Cuando recién enganchabas con Sin reservas y su pelo aún era gris, mientras llevaba aro y la cerveza y el cigarrillo eran extensiones de su cuerpo -rasgos hoy imposibles en sus dudosos sucesores que encuentran todo delicioso-, resultaba fantástico escucharle hablar de drogas sin moralizar ni satanizar, exorcizando los demonios de su pasado adicto, utilizando el guión y la pantalla como un diván, soltando sarcasmos sobre los ambientes recargados de las cocinas, una dosis de cordura y franqueza en un tema siempre difícil que atañe libertades y salubridad.

Lo mejor de Anthony Bourdain es que la comida se convertía en un gran pretexto para un mensaje mayor: viajen, muévanse, conozcan y devoren el mundo porque vale la pena entre su belleza y penurias, y es una gran manera, sino la mejor, de gastar el dinero.

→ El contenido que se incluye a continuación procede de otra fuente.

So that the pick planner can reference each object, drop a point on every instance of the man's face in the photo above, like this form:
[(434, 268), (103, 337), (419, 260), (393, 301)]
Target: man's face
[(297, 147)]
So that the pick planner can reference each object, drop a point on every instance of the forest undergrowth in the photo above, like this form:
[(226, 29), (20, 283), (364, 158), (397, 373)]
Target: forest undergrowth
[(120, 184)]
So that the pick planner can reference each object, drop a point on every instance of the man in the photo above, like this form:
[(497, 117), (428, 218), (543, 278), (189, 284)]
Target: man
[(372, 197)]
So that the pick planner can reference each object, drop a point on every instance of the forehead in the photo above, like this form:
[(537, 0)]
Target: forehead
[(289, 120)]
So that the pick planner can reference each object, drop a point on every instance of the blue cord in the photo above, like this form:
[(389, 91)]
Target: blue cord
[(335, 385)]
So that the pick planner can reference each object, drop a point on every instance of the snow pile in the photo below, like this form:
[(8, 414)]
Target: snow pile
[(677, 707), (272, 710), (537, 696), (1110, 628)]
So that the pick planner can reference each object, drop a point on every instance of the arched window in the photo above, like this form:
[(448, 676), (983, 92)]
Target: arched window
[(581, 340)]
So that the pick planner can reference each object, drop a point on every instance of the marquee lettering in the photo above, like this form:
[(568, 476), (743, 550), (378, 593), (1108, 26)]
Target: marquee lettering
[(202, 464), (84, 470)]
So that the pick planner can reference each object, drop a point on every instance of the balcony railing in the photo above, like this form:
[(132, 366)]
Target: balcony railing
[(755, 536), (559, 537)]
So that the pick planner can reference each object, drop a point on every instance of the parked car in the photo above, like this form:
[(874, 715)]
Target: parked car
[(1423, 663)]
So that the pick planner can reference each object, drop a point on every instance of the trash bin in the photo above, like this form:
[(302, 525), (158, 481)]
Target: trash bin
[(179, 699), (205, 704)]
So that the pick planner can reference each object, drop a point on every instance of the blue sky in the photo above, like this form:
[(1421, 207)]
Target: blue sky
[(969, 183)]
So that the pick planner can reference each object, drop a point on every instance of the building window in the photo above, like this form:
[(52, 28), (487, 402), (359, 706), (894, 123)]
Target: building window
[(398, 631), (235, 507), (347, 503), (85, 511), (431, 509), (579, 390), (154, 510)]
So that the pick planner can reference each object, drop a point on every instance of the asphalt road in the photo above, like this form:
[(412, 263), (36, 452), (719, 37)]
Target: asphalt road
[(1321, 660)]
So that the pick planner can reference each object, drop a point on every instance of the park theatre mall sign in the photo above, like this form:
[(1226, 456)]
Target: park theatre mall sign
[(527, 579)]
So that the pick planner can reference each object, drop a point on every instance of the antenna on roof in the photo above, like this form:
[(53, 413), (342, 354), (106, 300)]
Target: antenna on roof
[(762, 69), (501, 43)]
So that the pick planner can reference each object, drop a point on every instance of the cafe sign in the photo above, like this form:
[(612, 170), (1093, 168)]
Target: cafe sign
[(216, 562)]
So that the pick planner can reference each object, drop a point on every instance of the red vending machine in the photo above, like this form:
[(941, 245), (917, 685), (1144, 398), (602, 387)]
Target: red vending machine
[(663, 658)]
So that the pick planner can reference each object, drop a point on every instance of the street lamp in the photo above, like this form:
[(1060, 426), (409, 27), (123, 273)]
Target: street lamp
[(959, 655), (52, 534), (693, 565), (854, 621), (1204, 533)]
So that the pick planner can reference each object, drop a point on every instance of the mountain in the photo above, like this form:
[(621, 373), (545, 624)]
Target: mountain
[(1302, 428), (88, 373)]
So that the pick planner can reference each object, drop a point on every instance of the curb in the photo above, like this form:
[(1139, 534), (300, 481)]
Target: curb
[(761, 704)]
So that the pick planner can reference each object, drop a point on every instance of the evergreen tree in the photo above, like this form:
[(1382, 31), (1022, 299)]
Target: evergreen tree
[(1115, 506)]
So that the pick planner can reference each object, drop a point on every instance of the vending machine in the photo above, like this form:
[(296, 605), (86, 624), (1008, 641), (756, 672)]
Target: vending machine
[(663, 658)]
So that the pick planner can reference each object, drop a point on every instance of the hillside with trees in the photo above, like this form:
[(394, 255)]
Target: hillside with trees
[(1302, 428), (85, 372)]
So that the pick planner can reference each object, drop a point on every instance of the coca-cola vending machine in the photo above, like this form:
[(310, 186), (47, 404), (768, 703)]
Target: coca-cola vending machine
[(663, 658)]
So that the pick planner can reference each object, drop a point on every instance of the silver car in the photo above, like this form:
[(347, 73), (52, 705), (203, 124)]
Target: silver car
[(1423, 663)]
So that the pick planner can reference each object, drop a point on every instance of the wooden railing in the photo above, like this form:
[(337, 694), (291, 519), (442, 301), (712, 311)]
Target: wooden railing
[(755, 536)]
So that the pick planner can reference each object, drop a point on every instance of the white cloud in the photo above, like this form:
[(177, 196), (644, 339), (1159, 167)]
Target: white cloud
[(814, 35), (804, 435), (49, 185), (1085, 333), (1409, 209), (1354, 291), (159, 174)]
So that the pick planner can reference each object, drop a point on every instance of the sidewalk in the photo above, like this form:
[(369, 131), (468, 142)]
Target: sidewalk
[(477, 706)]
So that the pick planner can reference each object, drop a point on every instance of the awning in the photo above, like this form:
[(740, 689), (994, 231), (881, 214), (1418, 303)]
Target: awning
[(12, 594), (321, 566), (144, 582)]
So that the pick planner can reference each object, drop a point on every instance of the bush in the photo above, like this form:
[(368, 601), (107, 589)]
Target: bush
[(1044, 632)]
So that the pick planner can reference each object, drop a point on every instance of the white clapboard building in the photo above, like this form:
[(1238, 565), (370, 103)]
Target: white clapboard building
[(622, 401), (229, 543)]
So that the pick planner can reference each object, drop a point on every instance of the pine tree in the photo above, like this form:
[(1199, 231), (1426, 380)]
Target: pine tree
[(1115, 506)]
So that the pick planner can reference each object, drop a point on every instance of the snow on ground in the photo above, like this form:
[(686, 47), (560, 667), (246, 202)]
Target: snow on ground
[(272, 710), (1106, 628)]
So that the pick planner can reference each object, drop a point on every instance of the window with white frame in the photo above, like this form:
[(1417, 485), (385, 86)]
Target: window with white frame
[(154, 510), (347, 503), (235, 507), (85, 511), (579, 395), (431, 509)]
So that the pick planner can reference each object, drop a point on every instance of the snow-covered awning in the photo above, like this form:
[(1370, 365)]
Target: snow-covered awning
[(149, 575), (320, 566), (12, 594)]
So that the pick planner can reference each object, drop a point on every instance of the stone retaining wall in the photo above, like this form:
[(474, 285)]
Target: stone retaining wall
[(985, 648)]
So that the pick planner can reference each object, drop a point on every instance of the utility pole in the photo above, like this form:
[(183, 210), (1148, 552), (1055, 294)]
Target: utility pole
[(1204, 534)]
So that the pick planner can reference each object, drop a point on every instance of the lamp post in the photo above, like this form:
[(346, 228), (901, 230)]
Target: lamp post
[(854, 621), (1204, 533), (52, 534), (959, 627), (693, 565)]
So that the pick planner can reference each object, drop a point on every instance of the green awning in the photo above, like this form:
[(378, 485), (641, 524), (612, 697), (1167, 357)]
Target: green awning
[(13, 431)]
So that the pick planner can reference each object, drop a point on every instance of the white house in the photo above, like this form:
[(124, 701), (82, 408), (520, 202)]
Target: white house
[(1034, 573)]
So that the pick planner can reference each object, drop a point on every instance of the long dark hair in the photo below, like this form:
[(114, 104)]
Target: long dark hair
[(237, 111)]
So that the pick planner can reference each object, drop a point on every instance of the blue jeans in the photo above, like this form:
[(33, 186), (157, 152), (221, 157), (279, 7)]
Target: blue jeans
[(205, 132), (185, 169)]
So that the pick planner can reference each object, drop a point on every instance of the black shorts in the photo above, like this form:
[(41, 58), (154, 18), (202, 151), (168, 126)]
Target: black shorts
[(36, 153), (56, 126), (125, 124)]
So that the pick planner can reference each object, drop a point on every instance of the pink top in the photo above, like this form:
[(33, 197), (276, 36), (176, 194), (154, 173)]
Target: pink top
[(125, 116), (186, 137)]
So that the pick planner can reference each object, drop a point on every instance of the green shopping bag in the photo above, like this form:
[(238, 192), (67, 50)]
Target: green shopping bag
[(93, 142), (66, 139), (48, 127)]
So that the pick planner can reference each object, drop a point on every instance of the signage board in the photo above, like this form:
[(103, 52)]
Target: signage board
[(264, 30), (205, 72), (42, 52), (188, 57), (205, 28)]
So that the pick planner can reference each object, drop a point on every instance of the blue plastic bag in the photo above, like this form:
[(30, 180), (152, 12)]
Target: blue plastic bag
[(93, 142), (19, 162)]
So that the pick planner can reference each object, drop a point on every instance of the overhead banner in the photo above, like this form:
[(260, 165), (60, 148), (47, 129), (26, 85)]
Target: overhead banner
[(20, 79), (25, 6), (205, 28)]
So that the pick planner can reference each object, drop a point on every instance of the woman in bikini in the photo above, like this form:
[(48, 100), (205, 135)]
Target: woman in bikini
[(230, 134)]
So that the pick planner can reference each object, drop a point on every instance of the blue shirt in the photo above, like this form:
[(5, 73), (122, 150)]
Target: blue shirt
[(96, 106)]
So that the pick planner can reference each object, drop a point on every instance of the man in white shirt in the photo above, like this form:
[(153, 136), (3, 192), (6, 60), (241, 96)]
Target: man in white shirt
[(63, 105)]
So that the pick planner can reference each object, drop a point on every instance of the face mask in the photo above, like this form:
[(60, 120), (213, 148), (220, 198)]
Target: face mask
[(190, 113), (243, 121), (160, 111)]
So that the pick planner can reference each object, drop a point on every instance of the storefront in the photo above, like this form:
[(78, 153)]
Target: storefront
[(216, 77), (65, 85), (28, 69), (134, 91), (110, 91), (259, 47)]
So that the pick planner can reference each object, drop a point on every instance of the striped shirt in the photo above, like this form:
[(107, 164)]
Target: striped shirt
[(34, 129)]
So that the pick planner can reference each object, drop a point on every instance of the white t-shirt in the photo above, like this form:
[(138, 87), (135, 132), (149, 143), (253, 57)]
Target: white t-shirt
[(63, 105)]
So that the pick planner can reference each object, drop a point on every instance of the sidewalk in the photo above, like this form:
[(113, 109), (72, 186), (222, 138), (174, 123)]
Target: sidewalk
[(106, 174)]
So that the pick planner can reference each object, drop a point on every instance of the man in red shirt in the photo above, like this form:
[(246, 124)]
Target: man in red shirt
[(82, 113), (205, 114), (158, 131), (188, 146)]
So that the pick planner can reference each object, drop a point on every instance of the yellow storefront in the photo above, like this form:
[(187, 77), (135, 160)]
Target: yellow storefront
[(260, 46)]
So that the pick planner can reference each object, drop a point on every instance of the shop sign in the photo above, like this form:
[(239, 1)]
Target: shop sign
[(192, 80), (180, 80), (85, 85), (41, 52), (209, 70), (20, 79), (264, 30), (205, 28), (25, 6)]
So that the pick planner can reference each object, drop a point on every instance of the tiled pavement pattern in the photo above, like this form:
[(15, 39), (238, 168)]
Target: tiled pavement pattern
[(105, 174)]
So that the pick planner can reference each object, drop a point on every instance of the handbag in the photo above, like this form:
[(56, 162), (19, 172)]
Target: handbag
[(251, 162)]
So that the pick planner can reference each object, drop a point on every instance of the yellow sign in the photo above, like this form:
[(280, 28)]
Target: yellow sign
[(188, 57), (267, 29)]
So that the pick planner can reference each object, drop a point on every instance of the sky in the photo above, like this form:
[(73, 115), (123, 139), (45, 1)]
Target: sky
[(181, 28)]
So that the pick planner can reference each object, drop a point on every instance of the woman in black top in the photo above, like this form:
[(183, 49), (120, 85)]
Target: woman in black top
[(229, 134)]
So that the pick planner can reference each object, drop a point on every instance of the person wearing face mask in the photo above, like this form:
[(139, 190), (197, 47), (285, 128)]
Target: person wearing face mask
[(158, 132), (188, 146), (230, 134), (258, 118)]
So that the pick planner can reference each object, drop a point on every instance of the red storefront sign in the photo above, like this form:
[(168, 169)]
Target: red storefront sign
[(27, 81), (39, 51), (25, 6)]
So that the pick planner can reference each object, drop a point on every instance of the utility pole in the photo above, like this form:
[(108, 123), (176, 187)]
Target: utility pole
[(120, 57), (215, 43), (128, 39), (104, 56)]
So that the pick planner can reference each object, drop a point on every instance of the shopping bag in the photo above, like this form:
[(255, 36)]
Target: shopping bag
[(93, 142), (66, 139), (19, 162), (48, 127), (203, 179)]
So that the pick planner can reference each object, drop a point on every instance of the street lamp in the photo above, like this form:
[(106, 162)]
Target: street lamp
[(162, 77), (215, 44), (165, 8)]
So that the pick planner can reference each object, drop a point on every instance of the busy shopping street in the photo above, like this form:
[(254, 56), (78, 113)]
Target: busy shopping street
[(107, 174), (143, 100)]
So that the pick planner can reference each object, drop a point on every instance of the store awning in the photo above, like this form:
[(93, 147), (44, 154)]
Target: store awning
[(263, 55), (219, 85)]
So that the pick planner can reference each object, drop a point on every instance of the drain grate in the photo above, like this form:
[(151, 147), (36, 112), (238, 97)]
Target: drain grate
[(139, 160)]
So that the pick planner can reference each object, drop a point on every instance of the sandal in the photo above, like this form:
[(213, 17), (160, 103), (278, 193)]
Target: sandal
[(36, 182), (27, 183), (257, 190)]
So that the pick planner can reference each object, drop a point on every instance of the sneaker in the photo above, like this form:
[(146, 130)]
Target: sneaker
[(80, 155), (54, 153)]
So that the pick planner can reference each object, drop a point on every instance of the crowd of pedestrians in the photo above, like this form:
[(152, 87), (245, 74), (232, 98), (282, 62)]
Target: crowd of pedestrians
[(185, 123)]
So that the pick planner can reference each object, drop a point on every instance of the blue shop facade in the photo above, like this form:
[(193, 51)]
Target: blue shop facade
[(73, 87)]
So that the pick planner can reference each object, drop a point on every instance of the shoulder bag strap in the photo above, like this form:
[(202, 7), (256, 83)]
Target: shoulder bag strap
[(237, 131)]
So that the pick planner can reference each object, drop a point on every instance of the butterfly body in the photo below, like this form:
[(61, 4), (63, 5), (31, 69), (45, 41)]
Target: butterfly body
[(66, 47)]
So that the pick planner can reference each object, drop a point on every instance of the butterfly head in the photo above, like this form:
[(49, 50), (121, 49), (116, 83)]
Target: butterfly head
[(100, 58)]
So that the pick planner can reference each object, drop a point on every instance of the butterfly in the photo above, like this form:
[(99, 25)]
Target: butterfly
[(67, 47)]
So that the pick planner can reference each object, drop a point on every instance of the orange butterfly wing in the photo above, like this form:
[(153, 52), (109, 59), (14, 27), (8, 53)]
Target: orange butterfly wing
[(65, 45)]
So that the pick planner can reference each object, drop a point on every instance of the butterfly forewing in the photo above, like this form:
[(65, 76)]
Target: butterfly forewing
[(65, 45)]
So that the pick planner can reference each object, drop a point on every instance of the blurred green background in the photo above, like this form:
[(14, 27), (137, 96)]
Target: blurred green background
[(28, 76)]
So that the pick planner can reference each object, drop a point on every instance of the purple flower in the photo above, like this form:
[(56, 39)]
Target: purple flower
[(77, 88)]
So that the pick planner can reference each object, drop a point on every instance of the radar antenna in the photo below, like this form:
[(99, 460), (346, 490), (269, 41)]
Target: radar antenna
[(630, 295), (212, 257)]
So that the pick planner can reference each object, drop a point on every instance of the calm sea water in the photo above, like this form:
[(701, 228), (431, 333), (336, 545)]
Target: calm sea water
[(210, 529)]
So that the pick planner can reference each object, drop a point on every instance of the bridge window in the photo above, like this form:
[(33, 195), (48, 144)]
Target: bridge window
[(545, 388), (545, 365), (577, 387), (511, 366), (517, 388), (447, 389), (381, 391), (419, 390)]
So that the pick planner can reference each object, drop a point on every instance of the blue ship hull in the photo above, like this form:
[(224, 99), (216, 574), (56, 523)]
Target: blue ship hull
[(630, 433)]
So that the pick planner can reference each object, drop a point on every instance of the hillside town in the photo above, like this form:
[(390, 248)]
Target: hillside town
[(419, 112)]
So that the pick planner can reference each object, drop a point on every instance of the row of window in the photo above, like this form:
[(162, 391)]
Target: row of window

Su nombre y figura se convirtieron en un sinónimo del personaje patiperro que va a todas en materia culinaria, abriendo tu mente sobre sabores, ingredientes y preparaciones. Si viajas a lugares exóticos o grandes ciudades donde grabó sus programas, es inevitable recordarlo como si fuera una especie de amigo a distancia de quien recibiste grandes lecciones sobre comer y vivir.